February 11, 2004

The Cost of Regulation

A stunning statistic in the WSJ Ed Page today. The lead editorial, Broadband Fiasco (paid site only, sorry). continues an Ed Page crusade for removing "bundling" regulation that makes it unprofitable to provide broadband quality service infrastructure. If your phone company runs fiber to your house, they can be forced to lease it to a competitor at a financial loss. (This is what we call fair, in gub'mint speak.)

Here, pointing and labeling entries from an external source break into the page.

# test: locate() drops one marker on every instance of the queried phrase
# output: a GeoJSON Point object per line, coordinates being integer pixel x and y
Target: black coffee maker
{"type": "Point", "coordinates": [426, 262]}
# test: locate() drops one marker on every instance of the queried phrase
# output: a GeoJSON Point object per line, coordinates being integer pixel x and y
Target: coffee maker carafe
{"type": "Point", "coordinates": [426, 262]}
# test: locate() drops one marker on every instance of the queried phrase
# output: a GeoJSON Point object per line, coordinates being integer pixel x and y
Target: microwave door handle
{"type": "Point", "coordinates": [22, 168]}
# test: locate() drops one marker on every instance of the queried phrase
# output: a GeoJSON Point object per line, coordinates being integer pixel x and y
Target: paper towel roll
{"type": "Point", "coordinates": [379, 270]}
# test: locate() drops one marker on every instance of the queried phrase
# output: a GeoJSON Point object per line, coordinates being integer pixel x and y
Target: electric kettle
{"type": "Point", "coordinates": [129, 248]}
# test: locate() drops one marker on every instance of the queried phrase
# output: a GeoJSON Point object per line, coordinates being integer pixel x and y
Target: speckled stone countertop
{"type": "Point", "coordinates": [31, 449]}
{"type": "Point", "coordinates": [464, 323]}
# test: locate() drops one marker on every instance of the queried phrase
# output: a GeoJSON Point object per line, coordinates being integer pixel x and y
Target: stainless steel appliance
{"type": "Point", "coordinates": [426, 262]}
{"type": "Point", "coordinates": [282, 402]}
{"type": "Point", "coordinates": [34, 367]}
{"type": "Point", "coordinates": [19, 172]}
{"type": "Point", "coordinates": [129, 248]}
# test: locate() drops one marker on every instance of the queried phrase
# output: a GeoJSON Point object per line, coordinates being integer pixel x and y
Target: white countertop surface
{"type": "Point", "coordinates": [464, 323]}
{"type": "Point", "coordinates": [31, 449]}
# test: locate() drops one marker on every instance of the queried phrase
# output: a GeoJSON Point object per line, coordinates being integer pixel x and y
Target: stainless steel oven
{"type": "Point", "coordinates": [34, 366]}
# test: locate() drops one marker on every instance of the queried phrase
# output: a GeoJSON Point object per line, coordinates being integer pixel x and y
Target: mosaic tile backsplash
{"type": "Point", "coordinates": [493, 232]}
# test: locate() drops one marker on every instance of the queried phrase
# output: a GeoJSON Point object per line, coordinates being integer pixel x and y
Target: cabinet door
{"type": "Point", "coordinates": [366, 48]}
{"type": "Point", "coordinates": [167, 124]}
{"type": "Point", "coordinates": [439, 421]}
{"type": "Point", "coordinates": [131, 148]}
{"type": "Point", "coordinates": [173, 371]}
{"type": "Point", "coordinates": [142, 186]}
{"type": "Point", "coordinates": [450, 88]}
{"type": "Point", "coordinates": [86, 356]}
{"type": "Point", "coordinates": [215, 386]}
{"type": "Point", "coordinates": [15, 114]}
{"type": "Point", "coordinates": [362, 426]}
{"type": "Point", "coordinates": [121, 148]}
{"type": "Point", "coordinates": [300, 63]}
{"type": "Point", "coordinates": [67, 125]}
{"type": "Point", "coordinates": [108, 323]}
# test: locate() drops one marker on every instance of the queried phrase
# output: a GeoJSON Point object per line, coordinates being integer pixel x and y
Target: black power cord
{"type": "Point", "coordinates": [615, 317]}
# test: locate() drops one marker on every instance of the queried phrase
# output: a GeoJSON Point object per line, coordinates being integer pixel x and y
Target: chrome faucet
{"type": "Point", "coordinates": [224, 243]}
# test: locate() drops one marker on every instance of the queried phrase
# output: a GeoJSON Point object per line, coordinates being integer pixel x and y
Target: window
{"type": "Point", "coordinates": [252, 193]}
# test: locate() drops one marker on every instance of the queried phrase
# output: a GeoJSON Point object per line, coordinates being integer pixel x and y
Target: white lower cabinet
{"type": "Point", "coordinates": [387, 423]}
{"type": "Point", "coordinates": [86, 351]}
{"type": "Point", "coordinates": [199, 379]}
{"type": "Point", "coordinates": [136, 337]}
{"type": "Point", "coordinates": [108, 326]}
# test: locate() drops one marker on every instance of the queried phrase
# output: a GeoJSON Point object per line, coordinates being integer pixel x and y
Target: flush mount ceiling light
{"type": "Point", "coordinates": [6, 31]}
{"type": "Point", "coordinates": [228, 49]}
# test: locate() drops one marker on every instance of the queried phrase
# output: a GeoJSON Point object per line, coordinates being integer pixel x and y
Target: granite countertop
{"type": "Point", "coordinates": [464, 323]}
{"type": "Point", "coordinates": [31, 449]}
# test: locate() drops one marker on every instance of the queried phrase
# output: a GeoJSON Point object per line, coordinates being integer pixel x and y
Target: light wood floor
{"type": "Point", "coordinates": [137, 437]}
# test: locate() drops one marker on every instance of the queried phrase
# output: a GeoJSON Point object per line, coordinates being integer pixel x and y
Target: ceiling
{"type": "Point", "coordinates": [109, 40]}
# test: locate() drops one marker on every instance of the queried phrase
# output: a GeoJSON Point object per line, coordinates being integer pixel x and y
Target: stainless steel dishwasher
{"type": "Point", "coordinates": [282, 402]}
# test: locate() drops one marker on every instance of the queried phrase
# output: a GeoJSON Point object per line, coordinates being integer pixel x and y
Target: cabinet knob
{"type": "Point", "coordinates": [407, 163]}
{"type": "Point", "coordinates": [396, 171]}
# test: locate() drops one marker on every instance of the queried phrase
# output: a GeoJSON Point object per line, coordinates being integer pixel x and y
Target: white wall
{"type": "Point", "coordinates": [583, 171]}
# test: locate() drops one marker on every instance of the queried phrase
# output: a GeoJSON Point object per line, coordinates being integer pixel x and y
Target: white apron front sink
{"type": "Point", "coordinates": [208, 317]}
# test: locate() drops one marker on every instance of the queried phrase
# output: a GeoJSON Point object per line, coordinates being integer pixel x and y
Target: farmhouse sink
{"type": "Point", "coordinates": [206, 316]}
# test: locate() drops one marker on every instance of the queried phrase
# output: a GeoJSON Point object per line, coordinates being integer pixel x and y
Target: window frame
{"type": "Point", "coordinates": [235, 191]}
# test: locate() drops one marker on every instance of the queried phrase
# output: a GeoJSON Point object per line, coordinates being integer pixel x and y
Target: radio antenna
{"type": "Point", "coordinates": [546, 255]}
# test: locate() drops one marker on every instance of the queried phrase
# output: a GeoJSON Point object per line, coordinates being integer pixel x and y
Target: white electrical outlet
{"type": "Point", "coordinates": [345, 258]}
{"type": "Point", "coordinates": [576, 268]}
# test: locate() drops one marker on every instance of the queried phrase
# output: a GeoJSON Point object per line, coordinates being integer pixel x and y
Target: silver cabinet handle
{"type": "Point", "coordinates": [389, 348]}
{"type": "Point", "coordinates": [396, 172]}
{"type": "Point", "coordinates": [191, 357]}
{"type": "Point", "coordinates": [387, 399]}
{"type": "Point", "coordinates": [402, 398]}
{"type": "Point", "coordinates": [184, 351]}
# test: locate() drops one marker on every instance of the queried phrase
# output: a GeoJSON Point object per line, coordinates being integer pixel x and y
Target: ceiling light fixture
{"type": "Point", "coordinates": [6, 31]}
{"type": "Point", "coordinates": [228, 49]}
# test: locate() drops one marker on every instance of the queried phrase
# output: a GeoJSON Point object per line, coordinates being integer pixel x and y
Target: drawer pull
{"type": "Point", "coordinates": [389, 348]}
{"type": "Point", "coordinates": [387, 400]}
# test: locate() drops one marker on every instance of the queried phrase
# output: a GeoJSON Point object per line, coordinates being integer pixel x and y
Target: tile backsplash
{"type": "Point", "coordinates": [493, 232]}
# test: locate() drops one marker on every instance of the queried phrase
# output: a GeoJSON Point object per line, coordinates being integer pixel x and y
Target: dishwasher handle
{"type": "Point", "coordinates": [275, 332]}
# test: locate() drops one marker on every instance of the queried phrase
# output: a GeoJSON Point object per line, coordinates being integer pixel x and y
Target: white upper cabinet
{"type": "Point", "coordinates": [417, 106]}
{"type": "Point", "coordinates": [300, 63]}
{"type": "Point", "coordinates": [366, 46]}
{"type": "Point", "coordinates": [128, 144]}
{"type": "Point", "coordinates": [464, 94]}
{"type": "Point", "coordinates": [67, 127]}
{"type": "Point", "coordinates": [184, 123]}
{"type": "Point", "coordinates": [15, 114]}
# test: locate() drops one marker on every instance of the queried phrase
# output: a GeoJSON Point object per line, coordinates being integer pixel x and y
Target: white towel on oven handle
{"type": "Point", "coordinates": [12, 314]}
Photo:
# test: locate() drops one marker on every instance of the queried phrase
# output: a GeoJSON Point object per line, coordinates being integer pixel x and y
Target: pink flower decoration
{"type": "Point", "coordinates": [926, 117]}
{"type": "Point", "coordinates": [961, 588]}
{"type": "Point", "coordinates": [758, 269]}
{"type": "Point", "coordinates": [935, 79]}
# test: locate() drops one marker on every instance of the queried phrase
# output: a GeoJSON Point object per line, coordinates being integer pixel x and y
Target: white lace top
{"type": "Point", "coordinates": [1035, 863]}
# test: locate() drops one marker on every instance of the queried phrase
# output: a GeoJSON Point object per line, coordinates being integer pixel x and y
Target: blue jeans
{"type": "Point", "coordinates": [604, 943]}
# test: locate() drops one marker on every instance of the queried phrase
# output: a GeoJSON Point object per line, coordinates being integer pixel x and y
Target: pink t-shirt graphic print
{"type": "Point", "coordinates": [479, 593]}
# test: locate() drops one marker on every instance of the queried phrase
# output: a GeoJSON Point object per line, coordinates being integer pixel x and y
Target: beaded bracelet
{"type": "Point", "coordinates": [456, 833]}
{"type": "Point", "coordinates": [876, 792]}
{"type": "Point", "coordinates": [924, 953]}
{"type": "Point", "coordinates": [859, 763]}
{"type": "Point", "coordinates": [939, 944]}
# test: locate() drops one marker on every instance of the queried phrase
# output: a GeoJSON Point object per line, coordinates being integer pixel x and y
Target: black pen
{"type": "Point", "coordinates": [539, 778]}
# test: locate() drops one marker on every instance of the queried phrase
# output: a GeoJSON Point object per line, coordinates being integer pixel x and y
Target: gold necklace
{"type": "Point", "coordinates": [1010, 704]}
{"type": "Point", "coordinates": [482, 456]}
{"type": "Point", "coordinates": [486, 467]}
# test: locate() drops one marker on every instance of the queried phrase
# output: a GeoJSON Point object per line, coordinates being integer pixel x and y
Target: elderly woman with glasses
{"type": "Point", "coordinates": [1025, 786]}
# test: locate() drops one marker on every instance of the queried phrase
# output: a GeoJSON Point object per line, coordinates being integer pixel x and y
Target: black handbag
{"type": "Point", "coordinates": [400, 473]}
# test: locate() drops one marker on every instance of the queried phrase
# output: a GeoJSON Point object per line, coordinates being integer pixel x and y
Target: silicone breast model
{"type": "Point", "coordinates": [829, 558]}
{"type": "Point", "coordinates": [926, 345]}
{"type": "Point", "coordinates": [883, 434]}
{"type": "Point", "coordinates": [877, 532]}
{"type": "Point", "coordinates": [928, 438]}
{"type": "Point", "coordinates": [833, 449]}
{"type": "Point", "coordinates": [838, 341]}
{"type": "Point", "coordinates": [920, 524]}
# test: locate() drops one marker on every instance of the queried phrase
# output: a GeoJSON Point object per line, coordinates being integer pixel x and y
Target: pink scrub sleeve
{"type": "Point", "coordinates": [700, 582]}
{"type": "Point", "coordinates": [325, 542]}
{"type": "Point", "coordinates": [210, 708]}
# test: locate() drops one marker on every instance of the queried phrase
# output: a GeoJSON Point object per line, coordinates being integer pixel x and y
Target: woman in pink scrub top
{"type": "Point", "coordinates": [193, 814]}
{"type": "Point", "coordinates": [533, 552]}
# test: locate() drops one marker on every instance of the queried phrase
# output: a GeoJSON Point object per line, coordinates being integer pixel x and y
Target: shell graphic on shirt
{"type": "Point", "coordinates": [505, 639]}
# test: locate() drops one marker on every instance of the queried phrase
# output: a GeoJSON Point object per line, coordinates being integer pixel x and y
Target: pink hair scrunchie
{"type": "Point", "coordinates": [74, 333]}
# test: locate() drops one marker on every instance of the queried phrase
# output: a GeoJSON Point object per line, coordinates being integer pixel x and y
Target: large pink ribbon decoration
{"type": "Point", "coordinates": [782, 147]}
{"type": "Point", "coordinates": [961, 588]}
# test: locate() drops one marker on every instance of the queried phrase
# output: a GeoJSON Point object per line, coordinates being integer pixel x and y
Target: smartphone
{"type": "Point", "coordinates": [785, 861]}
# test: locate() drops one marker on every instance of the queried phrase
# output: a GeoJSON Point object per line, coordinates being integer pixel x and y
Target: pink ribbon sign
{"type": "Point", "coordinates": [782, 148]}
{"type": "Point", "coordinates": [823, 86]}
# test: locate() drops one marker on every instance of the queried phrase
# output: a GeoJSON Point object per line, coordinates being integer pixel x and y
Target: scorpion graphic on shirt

After leading the technology boom in the 1990s, the U.S. now ranks 11th world-wide in high-speed Internet use per capita, behind the likes of Germany, Canada -- even Italy. In South Korea, the global leader, 73% of households have broadband. The number in the U.S. is 38%, according to Nielsen/Net Ratings.
So we're chasing capital out of the telecom sector and consigning our citizenry to rank eleventh in adoption of broadband.

FCC Chief Powell is on the right side of this argument but the dunces are arrayed in confederacy against him. This morning on PRI's "Marketplace" (that's business news for those who hate business), some left-wing advocacy group was on decrying the Comcast bid for Disney as a "product of Bush's new rules allowing a single company to control the entire universe, bla, bla, bla..."

Meanwhile, it's deemed okay for the US to rank eleventh in broadband adoption. Scandalous!